In an archived article, Why Behavior Analysis Needs to Keep with Other Sciences, Chelsea Wilhite outlines two reasons why our field would benefit from knowledge and strategies from other sciences. “One, behavioral science is not as effective as it can be if we are ignorant of scientific developments in other fields. Two, we are at risk of doing to other specialists exactly what bothers us about outside perceptions of behavior analysis: that the field is antiquated and inaccurate.” The country’s healthcare system is moving more and more into integrated care, and as physical health professions start to integrate into mental health professions, we need to be able to work together and acknowledge what we can contribute and what other sciences can contribute to healthcare as a whole.

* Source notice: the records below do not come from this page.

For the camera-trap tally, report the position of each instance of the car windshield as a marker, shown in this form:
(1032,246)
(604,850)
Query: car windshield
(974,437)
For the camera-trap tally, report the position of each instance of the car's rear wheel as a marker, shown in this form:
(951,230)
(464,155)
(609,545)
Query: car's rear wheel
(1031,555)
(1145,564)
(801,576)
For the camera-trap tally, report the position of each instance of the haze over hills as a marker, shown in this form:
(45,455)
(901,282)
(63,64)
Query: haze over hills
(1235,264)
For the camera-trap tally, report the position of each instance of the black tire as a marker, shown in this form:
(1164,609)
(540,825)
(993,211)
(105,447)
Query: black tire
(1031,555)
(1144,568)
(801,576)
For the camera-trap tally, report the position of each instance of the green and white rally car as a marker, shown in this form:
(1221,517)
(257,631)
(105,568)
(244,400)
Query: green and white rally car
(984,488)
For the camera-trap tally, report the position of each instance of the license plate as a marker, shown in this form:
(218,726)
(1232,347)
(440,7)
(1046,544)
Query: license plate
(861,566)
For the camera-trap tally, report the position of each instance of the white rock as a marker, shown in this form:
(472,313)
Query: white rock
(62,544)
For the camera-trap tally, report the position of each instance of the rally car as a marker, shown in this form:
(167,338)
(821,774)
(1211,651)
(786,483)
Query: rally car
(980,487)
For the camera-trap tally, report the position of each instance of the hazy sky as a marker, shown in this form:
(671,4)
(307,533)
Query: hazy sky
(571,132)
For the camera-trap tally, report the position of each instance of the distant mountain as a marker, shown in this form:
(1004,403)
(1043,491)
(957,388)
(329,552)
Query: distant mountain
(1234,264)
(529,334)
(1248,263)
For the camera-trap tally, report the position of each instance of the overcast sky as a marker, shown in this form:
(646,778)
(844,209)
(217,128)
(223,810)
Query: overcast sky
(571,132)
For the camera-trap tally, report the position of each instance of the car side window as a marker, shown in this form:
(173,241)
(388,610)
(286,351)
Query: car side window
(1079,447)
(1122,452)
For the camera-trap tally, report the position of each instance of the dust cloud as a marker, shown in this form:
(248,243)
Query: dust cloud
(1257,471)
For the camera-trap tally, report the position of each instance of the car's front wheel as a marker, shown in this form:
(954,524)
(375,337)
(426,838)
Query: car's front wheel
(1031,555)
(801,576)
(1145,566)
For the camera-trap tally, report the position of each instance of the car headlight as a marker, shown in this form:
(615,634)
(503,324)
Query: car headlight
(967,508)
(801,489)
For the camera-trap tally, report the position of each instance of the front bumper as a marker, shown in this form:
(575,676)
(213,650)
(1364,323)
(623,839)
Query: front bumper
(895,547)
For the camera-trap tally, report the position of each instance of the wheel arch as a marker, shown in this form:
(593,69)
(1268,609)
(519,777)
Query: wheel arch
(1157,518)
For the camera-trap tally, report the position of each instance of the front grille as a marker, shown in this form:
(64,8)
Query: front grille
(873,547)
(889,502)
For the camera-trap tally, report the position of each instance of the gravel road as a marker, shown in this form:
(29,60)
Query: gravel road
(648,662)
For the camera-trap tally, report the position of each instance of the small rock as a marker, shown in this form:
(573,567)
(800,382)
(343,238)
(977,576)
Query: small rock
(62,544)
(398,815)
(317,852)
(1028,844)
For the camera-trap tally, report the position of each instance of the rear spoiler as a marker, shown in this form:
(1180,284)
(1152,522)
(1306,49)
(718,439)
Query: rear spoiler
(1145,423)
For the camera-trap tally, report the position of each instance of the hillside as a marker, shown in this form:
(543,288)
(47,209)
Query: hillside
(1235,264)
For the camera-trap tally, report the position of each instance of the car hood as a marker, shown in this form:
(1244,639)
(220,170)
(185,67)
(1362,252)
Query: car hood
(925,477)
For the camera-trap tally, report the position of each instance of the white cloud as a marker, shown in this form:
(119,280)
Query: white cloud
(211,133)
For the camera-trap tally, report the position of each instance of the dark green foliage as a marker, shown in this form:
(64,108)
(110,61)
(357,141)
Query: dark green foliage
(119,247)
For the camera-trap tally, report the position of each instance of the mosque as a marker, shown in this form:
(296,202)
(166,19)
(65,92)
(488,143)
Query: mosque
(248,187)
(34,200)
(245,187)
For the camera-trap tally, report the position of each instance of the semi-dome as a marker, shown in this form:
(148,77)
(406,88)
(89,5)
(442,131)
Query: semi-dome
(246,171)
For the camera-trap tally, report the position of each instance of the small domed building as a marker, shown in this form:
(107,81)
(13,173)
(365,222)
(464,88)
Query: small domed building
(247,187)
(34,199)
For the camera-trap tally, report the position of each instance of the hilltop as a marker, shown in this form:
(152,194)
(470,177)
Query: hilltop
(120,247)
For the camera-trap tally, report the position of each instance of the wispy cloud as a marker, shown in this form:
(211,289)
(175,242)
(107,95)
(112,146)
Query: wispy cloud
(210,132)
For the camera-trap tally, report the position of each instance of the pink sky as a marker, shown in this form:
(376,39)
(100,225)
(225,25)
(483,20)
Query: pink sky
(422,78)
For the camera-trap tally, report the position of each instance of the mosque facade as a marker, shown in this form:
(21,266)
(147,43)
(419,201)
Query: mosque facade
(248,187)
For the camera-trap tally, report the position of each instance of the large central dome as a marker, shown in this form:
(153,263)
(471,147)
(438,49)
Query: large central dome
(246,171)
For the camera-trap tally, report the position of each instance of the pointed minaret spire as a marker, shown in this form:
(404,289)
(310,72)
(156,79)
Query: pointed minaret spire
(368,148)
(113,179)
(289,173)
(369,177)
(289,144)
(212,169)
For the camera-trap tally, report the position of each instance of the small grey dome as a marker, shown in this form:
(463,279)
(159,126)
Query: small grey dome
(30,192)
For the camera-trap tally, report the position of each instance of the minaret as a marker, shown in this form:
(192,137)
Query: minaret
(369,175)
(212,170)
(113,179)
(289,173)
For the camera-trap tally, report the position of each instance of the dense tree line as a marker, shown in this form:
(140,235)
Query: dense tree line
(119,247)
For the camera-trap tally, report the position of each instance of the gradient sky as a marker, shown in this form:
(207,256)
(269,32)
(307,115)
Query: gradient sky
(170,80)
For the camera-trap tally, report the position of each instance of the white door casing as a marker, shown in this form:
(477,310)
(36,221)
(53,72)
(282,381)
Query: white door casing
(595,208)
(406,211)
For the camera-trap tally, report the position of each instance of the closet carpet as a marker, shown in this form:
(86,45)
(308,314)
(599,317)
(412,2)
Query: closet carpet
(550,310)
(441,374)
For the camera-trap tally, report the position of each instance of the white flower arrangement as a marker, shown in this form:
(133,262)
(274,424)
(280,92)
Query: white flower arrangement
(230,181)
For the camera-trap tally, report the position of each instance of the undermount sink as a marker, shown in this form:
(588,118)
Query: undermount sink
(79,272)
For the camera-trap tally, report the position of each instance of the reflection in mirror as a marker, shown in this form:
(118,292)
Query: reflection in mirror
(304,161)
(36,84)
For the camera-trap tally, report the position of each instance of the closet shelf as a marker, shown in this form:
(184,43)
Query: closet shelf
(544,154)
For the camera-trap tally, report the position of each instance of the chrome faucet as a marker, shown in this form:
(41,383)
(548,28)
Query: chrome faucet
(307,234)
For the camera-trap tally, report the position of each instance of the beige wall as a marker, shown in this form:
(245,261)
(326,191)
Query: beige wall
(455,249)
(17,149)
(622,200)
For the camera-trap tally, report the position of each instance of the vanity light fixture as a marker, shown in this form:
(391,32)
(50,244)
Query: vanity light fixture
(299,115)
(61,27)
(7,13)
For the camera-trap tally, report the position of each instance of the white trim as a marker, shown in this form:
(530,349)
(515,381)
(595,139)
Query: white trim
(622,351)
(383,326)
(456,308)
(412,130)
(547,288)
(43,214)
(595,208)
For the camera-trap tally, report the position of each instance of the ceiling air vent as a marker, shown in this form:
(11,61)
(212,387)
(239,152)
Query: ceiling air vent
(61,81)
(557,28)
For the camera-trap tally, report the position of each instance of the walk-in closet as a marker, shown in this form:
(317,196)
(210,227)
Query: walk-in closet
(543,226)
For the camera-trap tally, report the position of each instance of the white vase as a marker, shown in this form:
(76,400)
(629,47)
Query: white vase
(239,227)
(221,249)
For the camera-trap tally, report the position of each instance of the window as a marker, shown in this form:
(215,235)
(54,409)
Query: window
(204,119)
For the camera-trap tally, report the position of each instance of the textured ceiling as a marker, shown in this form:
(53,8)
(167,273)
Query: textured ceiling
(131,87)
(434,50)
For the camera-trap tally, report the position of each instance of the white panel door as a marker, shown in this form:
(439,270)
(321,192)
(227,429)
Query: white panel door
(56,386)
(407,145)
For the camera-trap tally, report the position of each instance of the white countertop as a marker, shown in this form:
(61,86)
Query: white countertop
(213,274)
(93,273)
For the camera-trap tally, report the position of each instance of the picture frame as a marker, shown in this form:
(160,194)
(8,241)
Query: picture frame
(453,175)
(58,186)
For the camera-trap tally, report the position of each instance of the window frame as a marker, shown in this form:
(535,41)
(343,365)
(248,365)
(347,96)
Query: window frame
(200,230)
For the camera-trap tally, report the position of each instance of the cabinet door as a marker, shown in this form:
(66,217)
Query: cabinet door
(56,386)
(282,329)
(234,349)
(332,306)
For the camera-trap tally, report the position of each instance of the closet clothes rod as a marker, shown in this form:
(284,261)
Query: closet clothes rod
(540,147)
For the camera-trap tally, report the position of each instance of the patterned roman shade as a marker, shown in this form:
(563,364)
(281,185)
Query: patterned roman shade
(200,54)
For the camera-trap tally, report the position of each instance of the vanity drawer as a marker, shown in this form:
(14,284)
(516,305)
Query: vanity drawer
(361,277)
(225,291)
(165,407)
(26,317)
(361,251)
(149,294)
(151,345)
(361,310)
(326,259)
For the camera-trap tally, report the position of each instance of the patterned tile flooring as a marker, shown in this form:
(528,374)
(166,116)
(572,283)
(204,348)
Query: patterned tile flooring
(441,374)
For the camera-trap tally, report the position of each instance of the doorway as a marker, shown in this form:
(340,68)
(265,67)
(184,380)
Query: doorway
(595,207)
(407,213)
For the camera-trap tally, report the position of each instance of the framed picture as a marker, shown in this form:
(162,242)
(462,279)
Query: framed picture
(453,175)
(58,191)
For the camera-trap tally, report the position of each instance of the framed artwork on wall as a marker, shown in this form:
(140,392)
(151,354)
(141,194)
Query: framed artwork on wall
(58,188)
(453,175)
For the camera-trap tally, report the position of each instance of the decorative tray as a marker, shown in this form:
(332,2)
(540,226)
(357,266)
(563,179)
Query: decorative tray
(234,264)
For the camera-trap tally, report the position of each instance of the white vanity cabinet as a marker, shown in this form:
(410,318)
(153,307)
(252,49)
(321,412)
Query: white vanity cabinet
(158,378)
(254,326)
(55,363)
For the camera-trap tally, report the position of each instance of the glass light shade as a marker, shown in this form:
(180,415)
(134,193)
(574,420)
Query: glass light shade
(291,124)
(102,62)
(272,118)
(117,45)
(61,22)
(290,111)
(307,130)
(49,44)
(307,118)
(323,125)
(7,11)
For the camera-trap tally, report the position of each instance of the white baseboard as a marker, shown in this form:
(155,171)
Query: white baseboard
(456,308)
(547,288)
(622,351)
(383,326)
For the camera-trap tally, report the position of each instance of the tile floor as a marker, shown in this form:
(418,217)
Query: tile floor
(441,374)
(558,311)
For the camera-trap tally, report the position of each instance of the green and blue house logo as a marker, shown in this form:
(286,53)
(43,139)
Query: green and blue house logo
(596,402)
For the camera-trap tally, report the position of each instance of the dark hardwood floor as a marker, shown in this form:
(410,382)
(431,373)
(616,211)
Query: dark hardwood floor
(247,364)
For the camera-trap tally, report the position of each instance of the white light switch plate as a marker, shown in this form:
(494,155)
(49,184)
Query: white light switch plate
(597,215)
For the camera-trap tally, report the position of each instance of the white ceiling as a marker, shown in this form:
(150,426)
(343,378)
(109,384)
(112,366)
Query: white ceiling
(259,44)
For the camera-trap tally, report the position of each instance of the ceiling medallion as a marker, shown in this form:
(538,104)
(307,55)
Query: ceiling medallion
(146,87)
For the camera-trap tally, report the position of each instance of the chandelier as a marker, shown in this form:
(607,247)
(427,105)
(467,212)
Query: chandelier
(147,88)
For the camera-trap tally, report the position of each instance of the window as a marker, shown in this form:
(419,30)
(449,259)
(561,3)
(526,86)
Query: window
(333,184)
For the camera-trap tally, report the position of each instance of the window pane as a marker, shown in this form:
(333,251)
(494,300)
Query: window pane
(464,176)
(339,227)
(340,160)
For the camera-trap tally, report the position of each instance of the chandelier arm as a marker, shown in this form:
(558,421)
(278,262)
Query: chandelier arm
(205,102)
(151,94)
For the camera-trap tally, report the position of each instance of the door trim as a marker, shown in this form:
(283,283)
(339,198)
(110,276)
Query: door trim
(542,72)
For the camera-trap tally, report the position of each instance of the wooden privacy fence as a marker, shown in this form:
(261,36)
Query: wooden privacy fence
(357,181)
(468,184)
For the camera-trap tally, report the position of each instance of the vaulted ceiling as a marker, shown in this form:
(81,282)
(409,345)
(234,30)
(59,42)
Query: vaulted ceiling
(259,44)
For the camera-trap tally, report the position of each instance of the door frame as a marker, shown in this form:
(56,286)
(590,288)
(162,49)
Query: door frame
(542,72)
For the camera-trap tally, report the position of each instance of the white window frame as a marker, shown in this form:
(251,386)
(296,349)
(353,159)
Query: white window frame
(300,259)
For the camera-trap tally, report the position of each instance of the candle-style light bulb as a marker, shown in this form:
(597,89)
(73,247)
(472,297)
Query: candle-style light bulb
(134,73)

With all that said, we are good at one thing. We are good at gaining acceptance and buy-in with what we do within our own field. We create beautiful solutions to problems and present them at Behavior Analysis conferences and publish them in Behavior Analysis journals. This needs to change! We need to reach out of our comfort zones, away from our professional circles and share our research and ideas with broader audiences. Dare to publish a book for a broad audience using relatable terms. Go to another industry conference, not to make mental judgments, but to learn. Co-publish books or research with other professionals in adjacent sciences. Publish these books and research articles in non-behavioral journals.
I truly believe that the field of behavior analysis is approaching our moment to shine. Let’s make sure that we are so good, they can’t ignore us! What are some other deadly sins of behavior analysts that you think we need to overcome?